Blue Velvet (David Lynch, 1986, USA)

               Blue Velvet is arguably David Lynch’s most accessible film, and it has attained classic status for good reason. Made at the height of the Reagan administration, Lynch’s examination of the dark underbelly beneath an idyllic small suburban town has echoed throughout American cinema in the three-plus decades since the film’s release. Ostensibly a neo-noir murder mystery that begins with the iconic discovery of a severed ear in a field, Blue Velvet is ultimately more concerned about mood and feeling than the actual events of the plot. While there are some truly terrifying moments in Blue Velvet, it is counterbalanced with moments of lightness and humor.

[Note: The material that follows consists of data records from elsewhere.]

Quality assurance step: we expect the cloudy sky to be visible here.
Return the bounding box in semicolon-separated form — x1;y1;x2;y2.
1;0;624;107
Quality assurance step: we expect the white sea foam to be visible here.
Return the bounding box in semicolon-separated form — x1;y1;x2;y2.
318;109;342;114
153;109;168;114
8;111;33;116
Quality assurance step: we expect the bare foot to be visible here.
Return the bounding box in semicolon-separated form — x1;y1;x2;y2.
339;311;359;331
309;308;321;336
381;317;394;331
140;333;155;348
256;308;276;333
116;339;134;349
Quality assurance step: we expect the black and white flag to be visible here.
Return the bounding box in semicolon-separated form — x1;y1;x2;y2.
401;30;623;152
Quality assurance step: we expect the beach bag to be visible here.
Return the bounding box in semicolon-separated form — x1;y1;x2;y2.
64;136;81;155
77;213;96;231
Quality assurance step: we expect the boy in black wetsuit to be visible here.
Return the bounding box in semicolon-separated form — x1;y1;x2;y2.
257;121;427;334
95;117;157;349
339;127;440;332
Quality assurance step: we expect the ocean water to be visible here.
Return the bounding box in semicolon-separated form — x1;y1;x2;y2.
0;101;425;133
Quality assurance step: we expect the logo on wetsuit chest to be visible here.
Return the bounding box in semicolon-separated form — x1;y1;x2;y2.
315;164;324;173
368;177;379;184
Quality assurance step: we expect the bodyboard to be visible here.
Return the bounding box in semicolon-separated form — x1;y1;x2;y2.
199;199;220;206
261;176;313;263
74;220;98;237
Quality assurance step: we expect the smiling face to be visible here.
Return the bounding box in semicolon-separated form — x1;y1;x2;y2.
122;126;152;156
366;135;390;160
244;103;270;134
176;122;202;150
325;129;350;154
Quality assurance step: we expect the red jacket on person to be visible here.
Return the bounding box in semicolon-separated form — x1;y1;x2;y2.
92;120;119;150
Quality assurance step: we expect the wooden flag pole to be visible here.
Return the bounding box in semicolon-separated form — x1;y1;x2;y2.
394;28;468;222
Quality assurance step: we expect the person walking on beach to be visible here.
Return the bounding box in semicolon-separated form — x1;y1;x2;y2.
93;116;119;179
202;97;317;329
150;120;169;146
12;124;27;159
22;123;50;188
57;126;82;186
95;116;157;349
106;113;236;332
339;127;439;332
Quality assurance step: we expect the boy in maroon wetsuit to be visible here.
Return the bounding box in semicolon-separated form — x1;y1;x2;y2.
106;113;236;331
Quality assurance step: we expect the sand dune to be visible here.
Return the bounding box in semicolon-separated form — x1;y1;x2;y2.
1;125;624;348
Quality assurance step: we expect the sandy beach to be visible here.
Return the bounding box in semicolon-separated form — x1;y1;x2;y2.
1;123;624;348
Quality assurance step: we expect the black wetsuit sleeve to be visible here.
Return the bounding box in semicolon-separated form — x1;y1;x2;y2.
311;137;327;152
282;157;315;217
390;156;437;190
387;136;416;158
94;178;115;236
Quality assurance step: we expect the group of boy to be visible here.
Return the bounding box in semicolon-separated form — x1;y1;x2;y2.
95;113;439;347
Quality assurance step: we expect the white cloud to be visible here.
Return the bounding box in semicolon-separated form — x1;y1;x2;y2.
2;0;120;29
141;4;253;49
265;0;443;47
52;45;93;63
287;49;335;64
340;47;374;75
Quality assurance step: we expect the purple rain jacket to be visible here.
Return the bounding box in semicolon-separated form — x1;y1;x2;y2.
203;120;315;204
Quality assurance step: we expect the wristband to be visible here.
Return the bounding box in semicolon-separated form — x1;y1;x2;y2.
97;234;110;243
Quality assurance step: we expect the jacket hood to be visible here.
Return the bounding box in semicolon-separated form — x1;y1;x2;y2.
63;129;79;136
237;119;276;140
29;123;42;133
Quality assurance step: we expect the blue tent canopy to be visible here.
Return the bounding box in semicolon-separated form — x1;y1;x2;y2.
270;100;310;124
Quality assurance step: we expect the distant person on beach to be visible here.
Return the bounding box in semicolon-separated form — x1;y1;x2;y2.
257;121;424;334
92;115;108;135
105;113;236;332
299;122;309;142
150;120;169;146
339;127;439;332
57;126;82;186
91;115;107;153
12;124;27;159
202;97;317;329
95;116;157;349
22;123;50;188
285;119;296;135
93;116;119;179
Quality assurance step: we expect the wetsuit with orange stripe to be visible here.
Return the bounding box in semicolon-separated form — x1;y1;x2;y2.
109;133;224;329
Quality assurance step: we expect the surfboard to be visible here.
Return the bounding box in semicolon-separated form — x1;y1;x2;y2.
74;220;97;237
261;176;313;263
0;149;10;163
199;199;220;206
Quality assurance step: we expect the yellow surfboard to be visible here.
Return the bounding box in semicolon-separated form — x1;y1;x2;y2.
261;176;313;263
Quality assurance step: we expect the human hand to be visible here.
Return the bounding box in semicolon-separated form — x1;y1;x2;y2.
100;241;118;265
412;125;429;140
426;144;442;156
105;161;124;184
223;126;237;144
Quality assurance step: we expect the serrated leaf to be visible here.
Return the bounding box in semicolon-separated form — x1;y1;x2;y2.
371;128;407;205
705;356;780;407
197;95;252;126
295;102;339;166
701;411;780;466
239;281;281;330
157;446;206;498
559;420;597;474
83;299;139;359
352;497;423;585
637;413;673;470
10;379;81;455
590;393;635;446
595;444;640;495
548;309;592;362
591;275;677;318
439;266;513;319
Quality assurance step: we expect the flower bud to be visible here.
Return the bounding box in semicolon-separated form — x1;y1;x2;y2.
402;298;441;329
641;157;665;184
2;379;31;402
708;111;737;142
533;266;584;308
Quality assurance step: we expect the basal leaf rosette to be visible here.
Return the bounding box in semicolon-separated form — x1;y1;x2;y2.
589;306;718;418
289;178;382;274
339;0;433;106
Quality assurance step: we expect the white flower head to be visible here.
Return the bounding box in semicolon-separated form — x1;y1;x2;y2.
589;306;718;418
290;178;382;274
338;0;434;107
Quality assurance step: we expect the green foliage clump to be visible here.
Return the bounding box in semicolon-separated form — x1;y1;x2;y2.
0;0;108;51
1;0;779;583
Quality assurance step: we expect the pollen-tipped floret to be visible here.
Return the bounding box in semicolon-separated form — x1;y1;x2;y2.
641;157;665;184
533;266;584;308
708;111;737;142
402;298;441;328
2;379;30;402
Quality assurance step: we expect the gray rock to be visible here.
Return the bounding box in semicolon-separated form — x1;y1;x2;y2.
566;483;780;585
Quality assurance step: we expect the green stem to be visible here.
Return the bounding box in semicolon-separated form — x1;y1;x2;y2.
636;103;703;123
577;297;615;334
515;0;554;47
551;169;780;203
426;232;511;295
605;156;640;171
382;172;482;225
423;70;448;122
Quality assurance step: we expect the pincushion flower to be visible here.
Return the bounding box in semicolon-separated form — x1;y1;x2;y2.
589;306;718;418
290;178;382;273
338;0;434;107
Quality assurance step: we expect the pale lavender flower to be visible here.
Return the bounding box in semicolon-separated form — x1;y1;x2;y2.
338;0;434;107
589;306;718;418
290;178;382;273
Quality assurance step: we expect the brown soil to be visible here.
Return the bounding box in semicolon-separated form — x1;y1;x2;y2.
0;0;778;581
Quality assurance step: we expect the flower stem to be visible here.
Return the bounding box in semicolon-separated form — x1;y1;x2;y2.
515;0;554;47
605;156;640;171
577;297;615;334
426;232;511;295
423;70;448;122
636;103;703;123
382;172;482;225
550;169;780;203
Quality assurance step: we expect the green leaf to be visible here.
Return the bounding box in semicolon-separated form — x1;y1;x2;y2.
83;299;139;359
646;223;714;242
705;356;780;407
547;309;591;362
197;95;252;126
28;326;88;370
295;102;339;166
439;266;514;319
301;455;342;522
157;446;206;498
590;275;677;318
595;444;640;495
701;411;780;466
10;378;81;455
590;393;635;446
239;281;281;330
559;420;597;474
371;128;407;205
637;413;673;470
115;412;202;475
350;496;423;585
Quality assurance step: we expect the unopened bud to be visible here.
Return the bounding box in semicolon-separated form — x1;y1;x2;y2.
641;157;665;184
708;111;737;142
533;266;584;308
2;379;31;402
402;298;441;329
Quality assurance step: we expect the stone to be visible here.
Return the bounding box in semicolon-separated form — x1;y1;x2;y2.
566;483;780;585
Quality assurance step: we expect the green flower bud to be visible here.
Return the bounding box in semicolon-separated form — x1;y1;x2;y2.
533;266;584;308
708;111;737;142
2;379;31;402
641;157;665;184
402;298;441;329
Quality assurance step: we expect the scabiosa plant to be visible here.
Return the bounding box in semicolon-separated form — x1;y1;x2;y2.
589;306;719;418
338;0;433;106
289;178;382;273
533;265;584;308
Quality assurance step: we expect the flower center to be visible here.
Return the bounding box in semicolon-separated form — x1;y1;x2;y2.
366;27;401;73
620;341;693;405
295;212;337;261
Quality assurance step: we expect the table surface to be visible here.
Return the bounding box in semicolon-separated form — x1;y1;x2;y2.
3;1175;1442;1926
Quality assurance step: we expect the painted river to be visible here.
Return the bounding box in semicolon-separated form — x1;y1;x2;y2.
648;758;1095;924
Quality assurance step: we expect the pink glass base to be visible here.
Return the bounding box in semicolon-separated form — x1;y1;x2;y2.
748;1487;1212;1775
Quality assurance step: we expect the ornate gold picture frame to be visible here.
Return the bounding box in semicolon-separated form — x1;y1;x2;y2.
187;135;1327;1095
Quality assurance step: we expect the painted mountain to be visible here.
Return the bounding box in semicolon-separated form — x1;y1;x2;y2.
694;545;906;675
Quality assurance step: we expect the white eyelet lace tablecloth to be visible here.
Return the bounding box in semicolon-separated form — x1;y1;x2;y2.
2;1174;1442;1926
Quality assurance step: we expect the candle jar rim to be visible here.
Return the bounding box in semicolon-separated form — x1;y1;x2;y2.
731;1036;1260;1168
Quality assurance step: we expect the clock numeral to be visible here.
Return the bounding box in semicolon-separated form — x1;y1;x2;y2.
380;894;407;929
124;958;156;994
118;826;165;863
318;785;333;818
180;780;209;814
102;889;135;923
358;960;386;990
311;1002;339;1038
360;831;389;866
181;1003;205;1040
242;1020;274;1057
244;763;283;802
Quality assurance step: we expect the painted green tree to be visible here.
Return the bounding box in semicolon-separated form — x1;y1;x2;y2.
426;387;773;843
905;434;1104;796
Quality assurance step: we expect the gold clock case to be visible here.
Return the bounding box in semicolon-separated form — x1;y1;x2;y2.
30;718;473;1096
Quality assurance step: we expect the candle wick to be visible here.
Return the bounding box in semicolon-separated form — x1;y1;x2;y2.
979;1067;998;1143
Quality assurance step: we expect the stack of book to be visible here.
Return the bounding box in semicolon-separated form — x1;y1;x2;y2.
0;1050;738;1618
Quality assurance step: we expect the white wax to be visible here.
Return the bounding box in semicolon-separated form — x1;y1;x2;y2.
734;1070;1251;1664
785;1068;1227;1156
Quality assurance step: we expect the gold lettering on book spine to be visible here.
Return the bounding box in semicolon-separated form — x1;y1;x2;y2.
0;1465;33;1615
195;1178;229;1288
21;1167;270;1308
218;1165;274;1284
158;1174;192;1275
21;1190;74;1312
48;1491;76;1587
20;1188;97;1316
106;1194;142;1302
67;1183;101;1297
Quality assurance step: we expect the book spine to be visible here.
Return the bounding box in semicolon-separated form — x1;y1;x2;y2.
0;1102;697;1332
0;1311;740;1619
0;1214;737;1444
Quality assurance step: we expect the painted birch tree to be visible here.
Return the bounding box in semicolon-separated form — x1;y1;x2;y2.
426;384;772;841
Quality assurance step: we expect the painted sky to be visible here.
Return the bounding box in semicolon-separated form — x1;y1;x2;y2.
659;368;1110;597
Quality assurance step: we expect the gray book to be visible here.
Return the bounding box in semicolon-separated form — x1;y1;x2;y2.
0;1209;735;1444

               Kyle MacLachlan stars in the film as a young man who returns home to the small town of Lumberton after his father has a heart attack. MacLachlan, with his youthful charm and sense of innocence, is effectively a stand-in for Lynch himself. But like Hitchcock’s Scottie in Vertigo, Jeffrey Beaumont is a morally dubious protagonist, and his motives for investigating a local singer Dorothy Vallens are driven more by perversity than moral righteousness. He eventually gets wrapped up with a local criminal underworld, led by the figure of Frank Booth. Dennis Hopper plays Booth, a perverse psychopath, with a level of intensity that has rarely been equaled in any film before or since.

               While there is clearly a Freudian reading of the film, and Laura Mulvey has written extensively about the Oedipal family at the heart of Blue Velvet, the film does not require a degree in psychology to understand. Lynch is excellent at translating the idea of subconscious desires into the cinematic form in a way that is accessible. Blue Velvet also acts as a precursor to his work in Twin Peaks, a show which would explore many of the same themes, and star the same leading actor. Overall, Blue Velvet deserves the label of “classic.”